Mitch Kirby's father, Hyde, agreed.
"Talk about having Thanksgiving yesterday," he said. "We are very thankful that the injuries are not worse."
Kirby was visiting Tampa to be with his mother for Thanksgiving and celebrate his grandmother's 70th birthday, said his aunt, Sharon Fibich.
He flew down on a commercial airliner, said his father.
Kirby has a broken leg, a broken foot and some cuts, said Hyde Kirby. "He is good, alert and talking. No head injuries."
A sophomore at Princeton University, Kirby is studying molecular biology and might pursue pharmaceuticals research, his father said.
Hyde Kirby said his son expressed surprise that sailboats are allowed so close to the airport approach.
"He expressed a concern about where the airport is," Hyde Kirby said. He declined to comment on how his son knows Greenwald or how often he has flown in small planes. Kirby was issued a single-engine pilot's license in August, according to Federal Aviation Administration records.
Inside the airport, Michael Beason, a third-grade teacher from Apopka, awaited word from his brother-in-law, who had taken Beason's 12- and 10-year-old daughters up for a plane ride when the crash occurred.
Beason said he was alarmed until he found out his brother-in-law and children were OK.
"We were sitting here, and I heard there was a crash," he said. "Of course, my daughters were up there."
He said his family had landed at another airport.
The plane crash-landed a few hundred yards from where a small aircraft fatally crashed into a house in June 2006. No one was at the home this morning. A friend of the family said they were out of town.
Along the 6-foot chain-link fence, people gathered to look at the overturned experimental stunt plane.
Beth and Marcel Gutierrez live on Davis Islands and shook their heads as he peered at the wreckage with binoculars. They wouldn't mind seeing the airport go away, said Marcel Gutierrez, a former pilot who used to fly out of Peter O. Knight.
"It's grown up too much around here," he said. "Too many residences."
Beth Gutierrez said there are a lot of distractions for pilots flying into and out of the airport.
"Passing boats and ships can be a distraction," she said, noting that some cruise ships and freighters often are several stories high and pass close to one runway.
"And it's a short runway," Marcel Gutierrez said. "I just don't think it's safe anymore."
A records search shows the fixed-single-wing aircraft is registered to Tampa Aircraft Holdings Inc., 910 S. Newport Ave.
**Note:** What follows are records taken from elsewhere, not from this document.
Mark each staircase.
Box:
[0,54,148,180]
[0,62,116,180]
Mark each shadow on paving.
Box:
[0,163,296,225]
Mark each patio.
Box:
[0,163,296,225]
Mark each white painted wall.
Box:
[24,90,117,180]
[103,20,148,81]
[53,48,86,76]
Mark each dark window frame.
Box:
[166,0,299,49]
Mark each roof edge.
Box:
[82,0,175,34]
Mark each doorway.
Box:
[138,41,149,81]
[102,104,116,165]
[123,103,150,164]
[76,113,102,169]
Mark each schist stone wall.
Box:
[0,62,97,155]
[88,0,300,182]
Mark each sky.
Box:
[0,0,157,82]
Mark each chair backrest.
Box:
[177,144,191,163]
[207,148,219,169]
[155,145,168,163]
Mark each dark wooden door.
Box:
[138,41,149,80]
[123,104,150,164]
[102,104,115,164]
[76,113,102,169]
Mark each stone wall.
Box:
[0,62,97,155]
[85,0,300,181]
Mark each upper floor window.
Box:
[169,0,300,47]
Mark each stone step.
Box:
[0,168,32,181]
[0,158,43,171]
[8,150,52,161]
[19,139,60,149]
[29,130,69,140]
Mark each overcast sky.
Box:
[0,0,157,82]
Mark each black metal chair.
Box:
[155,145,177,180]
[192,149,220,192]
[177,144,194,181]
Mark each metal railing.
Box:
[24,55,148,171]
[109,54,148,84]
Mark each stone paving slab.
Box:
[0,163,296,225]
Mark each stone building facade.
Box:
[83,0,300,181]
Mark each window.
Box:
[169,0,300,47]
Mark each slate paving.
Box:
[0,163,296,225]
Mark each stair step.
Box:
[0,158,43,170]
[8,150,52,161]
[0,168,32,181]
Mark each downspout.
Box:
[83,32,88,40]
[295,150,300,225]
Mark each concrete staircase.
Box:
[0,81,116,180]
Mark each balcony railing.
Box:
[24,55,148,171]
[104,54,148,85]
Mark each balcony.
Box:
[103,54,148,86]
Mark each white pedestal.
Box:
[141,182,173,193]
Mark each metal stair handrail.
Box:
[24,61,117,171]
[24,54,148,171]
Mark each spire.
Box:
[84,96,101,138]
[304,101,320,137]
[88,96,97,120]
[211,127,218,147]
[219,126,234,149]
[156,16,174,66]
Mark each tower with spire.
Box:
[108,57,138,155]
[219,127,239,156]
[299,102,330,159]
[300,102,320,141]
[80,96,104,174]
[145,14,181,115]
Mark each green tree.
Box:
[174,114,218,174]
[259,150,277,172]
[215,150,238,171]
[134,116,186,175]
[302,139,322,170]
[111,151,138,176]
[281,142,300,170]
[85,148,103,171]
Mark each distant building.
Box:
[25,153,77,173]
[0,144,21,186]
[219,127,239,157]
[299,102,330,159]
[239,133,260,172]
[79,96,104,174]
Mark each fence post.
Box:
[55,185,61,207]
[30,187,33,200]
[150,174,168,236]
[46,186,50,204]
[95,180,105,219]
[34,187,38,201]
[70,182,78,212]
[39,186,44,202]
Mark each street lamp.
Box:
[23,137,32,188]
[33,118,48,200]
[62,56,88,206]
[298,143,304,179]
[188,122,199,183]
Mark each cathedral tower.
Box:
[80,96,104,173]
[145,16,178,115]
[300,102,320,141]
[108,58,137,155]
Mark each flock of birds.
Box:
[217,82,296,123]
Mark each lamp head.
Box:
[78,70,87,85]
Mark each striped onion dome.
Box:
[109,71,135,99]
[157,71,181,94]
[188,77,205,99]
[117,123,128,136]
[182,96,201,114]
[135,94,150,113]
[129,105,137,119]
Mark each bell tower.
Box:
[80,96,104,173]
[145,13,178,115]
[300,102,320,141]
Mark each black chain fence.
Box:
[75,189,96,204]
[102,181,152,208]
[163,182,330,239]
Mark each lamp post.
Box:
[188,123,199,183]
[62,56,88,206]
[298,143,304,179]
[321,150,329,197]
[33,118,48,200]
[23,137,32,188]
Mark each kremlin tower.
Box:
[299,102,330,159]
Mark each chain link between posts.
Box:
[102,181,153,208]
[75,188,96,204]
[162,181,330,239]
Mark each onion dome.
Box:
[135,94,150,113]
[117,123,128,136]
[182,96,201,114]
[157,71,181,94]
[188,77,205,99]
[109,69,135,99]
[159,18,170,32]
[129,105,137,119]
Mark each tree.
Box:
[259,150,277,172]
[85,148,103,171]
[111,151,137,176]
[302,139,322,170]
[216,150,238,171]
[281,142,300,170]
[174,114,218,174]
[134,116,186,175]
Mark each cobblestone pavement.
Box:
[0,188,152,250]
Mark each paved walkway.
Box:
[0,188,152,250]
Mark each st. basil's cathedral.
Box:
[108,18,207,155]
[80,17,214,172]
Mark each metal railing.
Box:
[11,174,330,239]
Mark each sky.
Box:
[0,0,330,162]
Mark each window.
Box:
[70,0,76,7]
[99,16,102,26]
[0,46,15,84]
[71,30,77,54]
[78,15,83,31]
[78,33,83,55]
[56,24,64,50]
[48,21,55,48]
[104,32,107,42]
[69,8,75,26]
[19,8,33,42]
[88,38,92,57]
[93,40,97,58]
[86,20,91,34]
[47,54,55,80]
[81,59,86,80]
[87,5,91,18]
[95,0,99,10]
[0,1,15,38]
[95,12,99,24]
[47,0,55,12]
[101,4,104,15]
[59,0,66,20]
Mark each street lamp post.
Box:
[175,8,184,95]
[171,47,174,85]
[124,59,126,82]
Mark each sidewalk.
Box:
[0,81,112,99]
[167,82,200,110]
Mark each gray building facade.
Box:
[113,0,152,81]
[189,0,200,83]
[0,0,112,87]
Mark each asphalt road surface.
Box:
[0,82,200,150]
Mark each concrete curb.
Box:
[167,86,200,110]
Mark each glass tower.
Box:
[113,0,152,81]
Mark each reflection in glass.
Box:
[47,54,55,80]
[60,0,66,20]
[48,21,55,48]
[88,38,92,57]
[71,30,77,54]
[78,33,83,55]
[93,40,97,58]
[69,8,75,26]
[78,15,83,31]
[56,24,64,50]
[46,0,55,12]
The plane crash today was at least the fifth involving fatalities or injuries in the past decade at Peter O. Knight Airport on Davis Islands:
March 1998: A pilot is injured when a plane hits a hangar during takeoff. The incident is blamed on pilot error.
August 2002: Two occupants are killed when a single-engine kit plane crashes into the concrete wall of a dry dock at the Port of Tampa and burst into flames shortly after takeoff.
April 2004: A plane crashes into the water while attempting to land, killing the pilot and one passenger. The wreck is blamed on mechanical failure.
June 2006: A twin-propeller aircraft slams into a Davis Islands home during an emergency landing, killing the pilot and severely injuring the co-pilot. Investigators determine mechanical troubles and pilot error caused the crash.